Data Lineage Records consolidate the lineage documentation from Article 88 into a queryable audit trail. They demonstrate, for any data point used in training, validation, or inference, where it came from and what happened to it along the way.
The records operate at three levels: pipeline-level lineage (which steps ran, in what order, with what inputs and outputs), transformation-level lineage (the logic within each step, version-controlled as code), and column-level lineage (how each feature in the model’s input relates to columns in source datasets). OpenLineage provides the open standard for emitting and collecting lineage events; Marquez, DataHub, or Apache Atlas provide the server and query infrastructure.

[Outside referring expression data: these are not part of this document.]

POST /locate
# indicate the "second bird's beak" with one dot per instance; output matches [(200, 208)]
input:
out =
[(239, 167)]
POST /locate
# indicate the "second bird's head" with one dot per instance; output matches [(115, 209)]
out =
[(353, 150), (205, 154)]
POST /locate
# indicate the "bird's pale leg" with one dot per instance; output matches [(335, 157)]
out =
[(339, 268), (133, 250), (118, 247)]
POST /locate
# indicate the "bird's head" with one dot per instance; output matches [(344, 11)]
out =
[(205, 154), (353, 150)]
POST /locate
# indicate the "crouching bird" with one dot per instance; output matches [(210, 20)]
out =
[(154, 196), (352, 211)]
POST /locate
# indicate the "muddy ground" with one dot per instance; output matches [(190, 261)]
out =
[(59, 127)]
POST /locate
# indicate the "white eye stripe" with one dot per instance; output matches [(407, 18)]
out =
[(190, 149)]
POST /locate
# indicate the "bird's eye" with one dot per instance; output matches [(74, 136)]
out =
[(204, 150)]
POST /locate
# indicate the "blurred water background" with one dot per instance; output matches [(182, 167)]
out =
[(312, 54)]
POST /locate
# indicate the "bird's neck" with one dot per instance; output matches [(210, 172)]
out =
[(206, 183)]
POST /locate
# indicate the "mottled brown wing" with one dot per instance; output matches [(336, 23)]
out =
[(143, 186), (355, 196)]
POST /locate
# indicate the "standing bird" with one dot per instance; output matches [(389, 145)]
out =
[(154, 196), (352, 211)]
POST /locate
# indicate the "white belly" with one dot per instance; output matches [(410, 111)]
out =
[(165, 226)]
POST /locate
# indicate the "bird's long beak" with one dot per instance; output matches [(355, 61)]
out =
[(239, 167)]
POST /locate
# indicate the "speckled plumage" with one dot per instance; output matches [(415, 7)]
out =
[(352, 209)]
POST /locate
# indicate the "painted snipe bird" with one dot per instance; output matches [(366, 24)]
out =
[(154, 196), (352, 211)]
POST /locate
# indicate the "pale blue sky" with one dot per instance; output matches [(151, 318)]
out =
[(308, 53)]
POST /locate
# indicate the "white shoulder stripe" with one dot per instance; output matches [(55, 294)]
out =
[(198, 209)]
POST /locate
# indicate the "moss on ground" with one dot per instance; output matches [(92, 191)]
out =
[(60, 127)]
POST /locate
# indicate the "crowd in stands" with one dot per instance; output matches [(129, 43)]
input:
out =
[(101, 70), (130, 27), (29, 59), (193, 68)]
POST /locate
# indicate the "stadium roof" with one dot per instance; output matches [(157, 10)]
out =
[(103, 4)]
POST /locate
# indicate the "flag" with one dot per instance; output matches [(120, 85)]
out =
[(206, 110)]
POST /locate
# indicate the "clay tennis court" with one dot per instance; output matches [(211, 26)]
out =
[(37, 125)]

Feature stores (Feast, Tecton, Hopsworks) contribute to the lineage chain by centralising feature definitions, computation logic, and versioned feature values. They enforce consistency between training and inference features, eliminating training-serving skew.
The lineage records are retained for the full AISDP evidence period (ten years under Article 18). They support multiple compliance activities: demonstrating Article 10 compliance, supporting GDPR data subject rights (identifying whether a specific individual’s data was used in training), enabling post-incident investigation (tracing a faulty prediction to its data origins), and supporting the substantial modification assessment (determining whether a data change alters the system’s behaviour materially).
Key outputs
- Data Lineage Records (pipeline, transformation, column level)
- Feature store integration documentation
- Retention and access control specification